Со стороны Рима препятствия к осуществлению федеративной программы были еще очевиднее, и Кавур так и скончался, даже не дождавшись случая завести с некогда либеральным папой речь о своих замыслах. Десятки лет могли очень удобно пройти, прежде чем изобретательному уму Кавура и всех итальянских дипломатов, взятых вместе, удалось бы, наконец, создать или усмотреть такую комбинацию, которая открывала бы перед ними возможность, хоть в отдаленном будущем, сломить, наконец, тупое упорство неаполитанских реакционеров. А о том, чтобы заставить Пия IX хоть когда-либо снова вернуться к патриотическому настроению начала своего папствования, вовсе не могло быть и речи.

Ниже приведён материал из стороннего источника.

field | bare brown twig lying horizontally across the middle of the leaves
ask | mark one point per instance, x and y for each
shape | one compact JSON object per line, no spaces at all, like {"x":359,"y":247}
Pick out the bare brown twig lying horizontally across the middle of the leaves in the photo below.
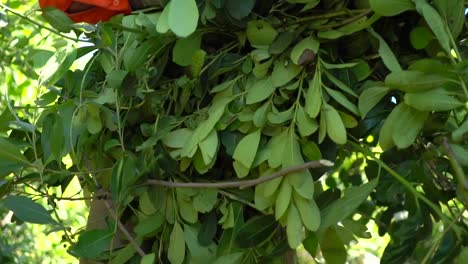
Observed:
{"x":246,"y":183}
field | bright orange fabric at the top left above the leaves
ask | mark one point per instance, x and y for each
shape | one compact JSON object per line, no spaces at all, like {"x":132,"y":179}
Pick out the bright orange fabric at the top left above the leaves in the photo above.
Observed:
{"x":103,"y":10}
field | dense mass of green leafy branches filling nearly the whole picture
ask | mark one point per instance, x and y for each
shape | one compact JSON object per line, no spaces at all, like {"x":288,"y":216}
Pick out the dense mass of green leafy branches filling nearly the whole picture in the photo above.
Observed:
{"x":360,"y":108}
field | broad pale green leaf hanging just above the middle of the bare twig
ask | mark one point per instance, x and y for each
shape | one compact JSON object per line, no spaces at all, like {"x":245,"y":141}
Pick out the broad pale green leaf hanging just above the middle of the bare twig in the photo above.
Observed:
{"x":246,"y":150}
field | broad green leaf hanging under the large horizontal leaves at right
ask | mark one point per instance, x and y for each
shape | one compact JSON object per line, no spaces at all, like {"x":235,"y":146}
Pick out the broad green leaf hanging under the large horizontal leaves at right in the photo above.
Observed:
{"x":407,"y":125}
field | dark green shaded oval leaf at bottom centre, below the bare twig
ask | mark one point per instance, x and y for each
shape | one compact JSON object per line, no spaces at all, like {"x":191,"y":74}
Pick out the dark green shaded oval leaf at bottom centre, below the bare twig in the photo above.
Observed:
{"x":255,"y":231}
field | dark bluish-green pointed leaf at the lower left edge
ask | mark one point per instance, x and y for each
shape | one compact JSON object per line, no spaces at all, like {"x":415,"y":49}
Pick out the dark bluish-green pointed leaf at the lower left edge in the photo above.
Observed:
{"x":27,"y":210}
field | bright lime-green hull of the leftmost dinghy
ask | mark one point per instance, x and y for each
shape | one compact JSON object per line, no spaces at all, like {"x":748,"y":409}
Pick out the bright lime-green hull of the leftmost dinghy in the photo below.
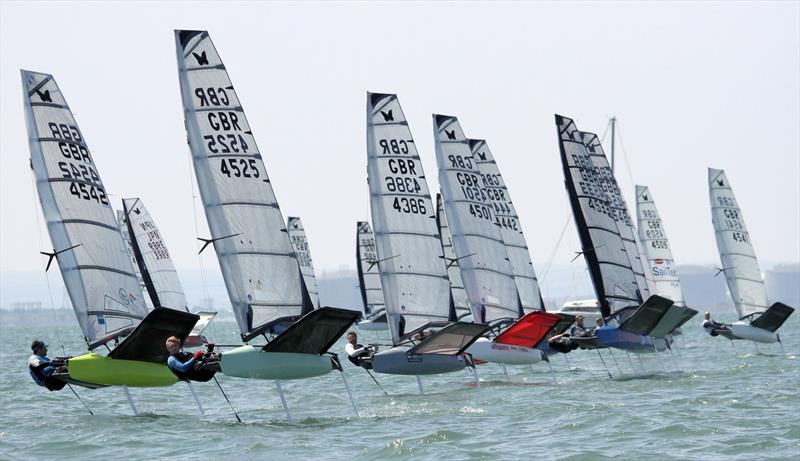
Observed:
{"x":94,"y":368}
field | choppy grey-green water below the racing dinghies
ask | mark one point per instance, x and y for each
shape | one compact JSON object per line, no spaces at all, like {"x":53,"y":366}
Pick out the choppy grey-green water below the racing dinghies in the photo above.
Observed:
{"x":725,"y":402}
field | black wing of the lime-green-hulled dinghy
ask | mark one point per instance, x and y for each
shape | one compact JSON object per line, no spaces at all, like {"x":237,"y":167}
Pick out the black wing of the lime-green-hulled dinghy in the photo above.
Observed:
{"x":146,"y":342}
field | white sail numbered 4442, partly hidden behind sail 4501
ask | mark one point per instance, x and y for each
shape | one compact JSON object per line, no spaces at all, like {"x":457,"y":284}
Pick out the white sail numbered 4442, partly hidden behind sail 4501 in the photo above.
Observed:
{"x":507,"y":221}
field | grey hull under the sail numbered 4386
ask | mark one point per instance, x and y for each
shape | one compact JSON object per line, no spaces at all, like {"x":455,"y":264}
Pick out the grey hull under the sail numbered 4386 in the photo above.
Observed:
{"x":400,"y":362}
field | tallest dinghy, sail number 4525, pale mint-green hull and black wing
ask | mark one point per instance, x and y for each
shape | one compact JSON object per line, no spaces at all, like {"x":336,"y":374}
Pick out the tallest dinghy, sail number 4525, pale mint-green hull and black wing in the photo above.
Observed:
{"x":260,"y":268}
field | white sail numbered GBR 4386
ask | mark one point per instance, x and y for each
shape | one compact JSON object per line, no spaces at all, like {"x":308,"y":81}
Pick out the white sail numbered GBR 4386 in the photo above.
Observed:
{"x":413,"y":273}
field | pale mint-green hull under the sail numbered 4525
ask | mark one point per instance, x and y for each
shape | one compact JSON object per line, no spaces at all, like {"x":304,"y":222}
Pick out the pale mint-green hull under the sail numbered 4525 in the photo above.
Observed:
{"x":249,"y":362}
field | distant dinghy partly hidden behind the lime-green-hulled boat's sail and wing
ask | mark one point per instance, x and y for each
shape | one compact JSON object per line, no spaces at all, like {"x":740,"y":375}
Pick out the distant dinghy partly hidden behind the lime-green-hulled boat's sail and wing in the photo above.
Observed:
{"x":155,"y":268}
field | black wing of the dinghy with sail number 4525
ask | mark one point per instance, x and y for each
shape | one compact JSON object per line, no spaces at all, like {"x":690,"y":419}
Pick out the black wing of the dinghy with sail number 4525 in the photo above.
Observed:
{"x":315,"y":332}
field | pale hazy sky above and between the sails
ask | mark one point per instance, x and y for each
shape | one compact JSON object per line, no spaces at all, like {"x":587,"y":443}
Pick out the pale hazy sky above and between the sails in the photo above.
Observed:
{"x":693,"y":85}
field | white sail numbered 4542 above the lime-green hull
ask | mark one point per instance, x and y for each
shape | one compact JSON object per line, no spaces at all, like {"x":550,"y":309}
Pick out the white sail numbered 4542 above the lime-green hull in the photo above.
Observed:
{"x":90,"y":250}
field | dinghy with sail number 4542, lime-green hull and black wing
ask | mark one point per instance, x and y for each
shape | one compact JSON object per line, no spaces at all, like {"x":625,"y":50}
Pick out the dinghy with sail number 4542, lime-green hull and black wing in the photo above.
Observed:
{"x":91,"y":253}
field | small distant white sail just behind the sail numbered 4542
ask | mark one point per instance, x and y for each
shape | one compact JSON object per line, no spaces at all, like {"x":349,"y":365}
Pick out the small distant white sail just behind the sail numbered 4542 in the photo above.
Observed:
{"x":153,"y":258}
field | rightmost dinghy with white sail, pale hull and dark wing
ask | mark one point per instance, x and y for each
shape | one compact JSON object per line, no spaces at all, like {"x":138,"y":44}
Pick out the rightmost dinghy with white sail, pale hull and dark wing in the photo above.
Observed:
{"x":757,"y":322}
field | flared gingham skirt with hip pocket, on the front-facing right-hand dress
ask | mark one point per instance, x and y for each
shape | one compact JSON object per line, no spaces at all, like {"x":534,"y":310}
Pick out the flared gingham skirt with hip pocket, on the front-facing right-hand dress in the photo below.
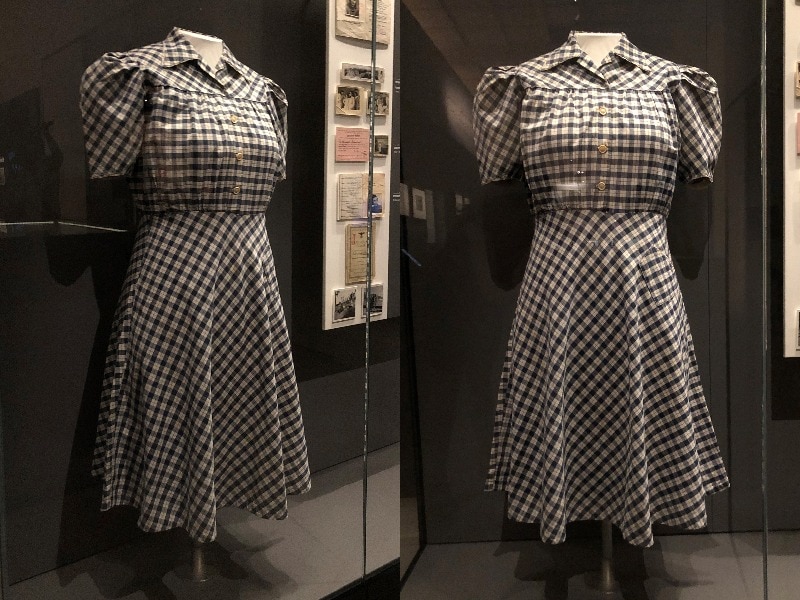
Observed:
{"x":601,"y":412}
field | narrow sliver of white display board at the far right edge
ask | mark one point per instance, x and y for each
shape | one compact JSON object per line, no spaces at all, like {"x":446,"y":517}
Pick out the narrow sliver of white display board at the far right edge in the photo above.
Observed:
{"x":791,"y":217}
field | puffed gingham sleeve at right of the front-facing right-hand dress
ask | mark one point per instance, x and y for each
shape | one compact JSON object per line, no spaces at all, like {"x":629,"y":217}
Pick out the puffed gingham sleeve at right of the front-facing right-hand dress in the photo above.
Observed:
{"x":700,"y":120}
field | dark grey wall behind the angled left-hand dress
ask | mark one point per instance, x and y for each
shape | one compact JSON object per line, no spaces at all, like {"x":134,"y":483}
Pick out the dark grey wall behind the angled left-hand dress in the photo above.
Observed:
{"x":59,"y":291}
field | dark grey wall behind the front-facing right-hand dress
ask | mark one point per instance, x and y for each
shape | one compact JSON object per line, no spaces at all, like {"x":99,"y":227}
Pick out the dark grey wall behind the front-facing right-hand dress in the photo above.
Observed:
{"x":464,"y":294}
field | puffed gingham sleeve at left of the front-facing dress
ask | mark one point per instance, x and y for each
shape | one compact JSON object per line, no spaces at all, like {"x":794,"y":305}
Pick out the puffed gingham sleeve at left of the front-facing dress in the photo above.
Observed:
{"x":495,"y":121}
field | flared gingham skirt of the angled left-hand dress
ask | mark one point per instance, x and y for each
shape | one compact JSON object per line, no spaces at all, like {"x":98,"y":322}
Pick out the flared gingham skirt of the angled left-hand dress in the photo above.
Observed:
{"x":199,"y":405}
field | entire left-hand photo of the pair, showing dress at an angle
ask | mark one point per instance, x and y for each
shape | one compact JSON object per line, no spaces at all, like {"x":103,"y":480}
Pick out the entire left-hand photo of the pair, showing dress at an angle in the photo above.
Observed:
{"x":179,"y":416}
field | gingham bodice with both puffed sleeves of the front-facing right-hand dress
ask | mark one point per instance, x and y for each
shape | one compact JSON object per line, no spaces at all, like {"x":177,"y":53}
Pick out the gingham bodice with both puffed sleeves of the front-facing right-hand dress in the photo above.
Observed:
{"x":612,"y":136}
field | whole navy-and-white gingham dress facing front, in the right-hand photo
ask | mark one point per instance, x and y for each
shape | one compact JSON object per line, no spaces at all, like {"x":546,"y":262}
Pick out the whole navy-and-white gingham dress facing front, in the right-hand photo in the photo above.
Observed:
{"x":601,"y":413}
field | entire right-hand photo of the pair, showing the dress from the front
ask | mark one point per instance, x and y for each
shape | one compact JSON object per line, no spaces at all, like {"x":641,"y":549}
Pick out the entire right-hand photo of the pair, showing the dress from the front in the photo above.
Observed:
{"x":587,"y":400}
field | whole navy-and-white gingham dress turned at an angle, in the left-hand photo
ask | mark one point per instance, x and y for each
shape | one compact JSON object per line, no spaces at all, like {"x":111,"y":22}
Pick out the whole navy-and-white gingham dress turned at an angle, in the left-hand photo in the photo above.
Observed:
{"x":199,"y":406}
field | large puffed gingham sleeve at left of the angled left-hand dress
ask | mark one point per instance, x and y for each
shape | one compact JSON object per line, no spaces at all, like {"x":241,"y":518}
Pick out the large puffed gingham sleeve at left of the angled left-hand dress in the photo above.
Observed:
{"x":112,"y":107}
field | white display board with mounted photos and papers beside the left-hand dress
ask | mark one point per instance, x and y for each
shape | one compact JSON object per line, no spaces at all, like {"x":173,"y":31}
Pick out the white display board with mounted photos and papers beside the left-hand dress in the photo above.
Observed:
{"x":354,"y":114}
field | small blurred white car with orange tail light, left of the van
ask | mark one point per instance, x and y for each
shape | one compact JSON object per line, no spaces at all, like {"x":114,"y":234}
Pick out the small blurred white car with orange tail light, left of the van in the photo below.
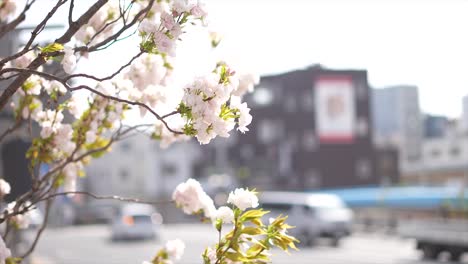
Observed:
{"x":135,"y":221}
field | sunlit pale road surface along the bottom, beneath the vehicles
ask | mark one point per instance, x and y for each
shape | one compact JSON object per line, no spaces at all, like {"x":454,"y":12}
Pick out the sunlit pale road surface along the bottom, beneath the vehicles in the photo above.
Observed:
{"x":91,"y":245}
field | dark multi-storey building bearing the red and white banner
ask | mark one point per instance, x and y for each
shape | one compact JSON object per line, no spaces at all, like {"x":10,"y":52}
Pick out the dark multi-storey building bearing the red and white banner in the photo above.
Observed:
{"x":311,"y":129}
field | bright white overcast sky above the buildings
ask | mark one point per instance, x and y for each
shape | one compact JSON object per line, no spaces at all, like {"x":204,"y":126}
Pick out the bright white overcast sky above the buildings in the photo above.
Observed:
{"x":422,"y":43}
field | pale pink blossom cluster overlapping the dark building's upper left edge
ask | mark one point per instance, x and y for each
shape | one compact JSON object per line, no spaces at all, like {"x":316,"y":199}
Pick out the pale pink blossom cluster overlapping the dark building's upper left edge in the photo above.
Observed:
{"x":212,"y":104}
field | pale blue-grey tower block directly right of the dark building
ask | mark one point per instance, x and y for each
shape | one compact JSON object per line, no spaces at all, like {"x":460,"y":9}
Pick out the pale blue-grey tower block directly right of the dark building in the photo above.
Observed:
{"x":398,"y":122}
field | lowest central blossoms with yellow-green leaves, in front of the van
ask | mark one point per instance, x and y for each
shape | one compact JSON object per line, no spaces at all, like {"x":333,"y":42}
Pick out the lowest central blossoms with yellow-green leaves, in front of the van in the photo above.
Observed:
{"x":249,"y":239}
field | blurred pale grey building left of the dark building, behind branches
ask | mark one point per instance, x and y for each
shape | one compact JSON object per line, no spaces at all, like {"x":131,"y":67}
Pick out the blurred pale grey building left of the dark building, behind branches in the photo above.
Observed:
{"x":138,"y":167}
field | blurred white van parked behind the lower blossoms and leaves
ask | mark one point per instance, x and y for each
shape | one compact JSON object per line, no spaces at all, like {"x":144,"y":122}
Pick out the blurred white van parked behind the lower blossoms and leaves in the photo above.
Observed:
{"x":313,"y":215}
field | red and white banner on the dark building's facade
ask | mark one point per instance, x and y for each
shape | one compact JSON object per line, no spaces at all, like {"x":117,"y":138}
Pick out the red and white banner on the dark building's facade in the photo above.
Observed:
{"x":335,"y":109}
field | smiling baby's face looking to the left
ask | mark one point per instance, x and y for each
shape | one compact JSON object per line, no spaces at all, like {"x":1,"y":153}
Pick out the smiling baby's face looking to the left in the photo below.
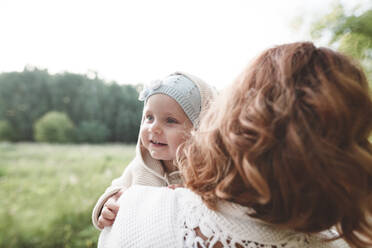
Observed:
{"x":165,"y":126}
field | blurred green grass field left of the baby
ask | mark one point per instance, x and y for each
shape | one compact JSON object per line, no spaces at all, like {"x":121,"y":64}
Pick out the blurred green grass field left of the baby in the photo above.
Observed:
{"x":47,"y":192}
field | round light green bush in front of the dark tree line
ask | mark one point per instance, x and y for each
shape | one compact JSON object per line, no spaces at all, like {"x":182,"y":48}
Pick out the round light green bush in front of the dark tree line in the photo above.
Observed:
{"x":54,"y":127}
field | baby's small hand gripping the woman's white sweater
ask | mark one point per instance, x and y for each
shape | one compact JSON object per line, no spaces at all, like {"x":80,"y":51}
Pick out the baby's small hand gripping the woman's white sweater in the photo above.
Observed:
{"x":109,"y":210}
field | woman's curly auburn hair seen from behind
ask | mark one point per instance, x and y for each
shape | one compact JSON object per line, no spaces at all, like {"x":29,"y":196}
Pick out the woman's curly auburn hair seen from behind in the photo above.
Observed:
{"x":290,"y":140}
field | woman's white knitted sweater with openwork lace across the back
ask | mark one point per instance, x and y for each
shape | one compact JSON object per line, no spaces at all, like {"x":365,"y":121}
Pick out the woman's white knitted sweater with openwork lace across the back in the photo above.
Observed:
{"x":161,"y":217}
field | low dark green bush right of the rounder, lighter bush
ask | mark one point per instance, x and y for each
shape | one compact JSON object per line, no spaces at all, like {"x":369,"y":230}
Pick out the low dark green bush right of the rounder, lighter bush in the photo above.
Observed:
{"x":92,"y":132}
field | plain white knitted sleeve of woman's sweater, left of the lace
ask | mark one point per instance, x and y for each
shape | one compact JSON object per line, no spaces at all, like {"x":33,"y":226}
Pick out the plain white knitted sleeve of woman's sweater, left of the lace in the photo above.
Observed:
{"x":146,"y":218}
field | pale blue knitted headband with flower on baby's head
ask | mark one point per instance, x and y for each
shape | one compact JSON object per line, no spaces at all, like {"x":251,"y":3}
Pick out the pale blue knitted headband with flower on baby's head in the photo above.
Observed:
{"x":179,"y":87}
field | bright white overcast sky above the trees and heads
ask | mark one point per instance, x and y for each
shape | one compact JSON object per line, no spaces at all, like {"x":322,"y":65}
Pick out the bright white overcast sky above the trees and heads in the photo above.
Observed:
{"x":136,"y":41}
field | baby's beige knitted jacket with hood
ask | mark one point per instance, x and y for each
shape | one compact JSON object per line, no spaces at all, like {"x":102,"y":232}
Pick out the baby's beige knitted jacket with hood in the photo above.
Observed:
{"x":143,"y":169}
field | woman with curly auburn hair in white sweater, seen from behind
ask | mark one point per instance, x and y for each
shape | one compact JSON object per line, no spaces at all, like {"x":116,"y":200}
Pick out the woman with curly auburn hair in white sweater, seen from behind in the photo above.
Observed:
{"x":282,"y":159}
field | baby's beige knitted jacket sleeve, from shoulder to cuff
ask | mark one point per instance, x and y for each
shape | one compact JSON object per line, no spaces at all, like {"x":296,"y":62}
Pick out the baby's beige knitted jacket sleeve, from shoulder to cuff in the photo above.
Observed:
{"x":124,"y":181}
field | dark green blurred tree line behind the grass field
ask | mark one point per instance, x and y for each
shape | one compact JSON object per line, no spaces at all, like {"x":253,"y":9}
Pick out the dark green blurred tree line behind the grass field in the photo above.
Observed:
{"x":98,"y":111}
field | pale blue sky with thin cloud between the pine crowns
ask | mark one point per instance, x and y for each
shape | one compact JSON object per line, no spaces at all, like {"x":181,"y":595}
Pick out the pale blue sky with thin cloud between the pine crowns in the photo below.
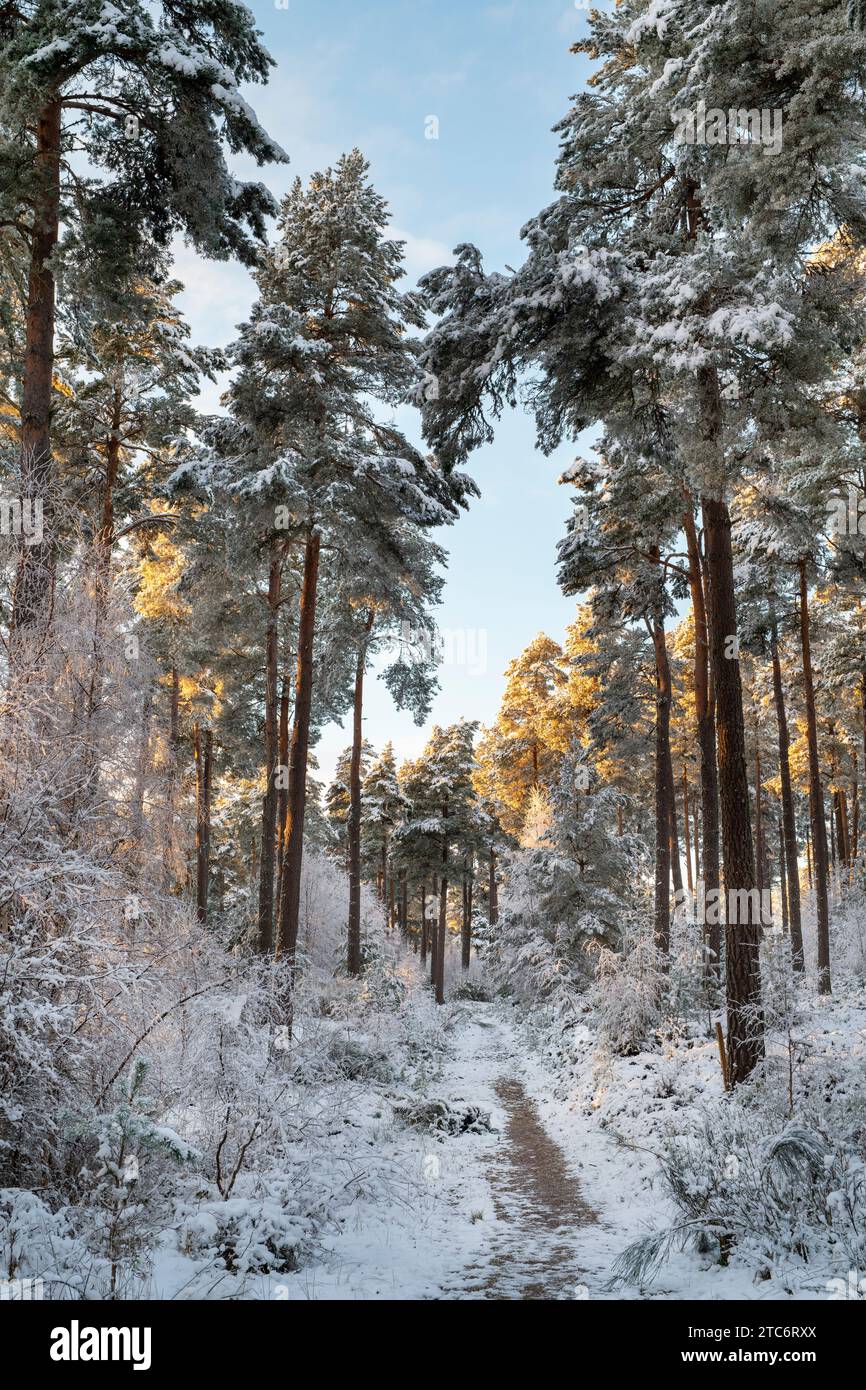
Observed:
{"x":497,"y":77}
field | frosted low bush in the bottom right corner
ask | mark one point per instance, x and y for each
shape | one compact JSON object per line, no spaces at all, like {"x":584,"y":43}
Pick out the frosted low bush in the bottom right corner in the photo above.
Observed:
{"x":783,"y":1193}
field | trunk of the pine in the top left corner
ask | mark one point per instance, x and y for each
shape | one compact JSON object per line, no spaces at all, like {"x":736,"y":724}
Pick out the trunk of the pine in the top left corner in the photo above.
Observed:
{"x":35,"y":572}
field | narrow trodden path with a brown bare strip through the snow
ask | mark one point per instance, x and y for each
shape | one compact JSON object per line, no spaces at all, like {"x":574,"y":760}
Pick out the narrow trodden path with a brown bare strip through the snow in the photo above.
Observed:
{"x":534,"y":1252}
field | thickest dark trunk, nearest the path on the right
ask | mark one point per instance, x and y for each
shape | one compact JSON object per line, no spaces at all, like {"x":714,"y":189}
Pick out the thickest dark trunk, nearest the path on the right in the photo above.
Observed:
{"x":742,"y":939}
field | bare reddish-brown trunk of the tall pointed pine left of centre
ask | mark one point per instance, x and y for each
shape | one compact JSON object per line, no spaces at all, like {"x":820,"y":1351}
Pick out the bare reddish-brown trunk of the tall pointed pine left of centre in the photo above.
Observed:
{"x":290,"y":896}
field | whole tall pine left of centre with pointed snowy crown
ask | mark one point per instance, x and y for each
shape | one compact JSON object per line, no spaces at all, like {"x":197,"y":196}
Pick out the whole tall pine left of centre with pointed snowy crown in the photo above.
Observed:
{"x":327,"y":344}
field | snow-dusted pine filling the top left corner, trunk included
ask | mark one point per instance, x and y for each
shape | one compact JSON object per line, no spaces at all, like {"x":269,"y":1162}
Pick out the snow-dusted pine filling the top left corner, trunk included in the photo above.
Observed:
{"x":147,"y":98}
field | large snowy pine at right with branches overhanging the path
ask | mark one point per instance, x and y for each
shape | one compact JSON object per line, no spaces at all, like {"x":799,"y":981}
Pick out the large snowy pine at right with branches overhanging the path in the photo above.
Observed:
{"x":661,"y":286}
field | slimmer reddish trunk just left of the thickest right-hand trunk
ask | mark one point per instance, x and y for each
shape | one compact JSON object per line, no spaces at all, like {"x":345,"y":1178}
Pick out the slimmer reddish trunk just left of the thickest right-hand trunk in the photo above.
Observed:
{"x":705,"y":714}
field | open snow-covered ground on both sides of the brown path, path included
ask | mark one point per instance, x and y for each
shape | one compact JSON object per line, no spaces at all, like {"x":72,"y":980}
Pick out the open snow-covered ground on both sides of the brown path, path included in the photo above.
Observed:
{"x":543,"y":1206}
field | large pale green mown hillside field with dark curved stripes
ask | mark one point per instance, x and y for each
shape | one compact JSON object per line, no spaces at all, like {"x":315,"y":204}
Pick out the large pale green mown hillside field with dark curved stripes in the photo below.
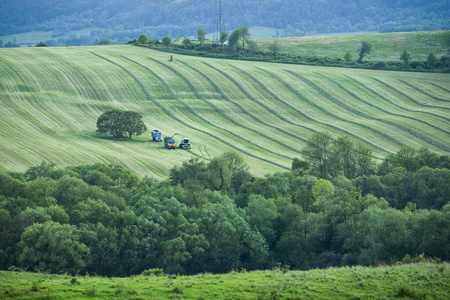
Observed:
{"x":50,"y":99}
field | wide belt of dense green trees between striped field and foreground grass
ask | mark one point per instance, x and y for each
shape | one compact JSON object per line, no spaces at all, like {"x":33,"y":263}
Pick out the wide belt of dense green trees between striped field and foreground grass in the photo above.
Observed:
{"x":334,"y":208}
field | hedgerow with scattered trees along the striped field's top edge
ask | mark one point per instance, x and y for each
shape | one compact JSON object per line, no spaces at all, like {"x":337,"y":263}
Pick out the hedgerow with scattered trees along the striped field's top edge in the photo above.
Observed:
{"x":239,"y":45}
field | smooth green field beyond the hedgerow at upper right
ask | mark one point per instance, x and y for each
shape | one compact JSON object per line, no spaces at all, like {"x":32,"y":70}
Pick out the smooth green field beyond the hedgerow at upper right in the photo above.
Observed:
{"x":385,"y":46}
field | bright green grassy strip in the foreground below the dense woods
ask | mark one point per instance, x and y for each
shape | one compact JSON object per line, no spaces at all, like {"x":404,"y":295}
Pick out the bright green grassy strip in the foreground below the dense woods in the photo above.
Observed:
{"x":411,"y":281}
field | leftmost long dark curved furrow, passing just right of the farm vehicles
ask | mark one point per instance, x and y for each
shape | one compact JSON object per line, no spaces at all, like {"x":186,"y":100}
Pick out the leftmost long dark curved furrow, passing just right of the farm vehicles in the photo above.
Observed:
{"x":169,"y":113}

Из единства Италии впоследствии хотели сделать какой-то новый политический принцип, на котором думали основать целую систему международной политики национальностей. Теоретически эта попытка не выдерживает решительно никакой критики. Национальность никаким образом не может быть возведена в принцип; а еще менее этот quasi-принцип способен внести собою что-нибудь прогрессивное и новое в наши международные отношения. Объединение для Италии было чисто временной необходимостью, единственной возможностью выйти из ее крайне тяжелого политического маразма. Исторические условия итальянской жизни сложились, действительно, так, что здесь истинно прогрессивные и либеральные стремления отлились в национально-унитарную программу.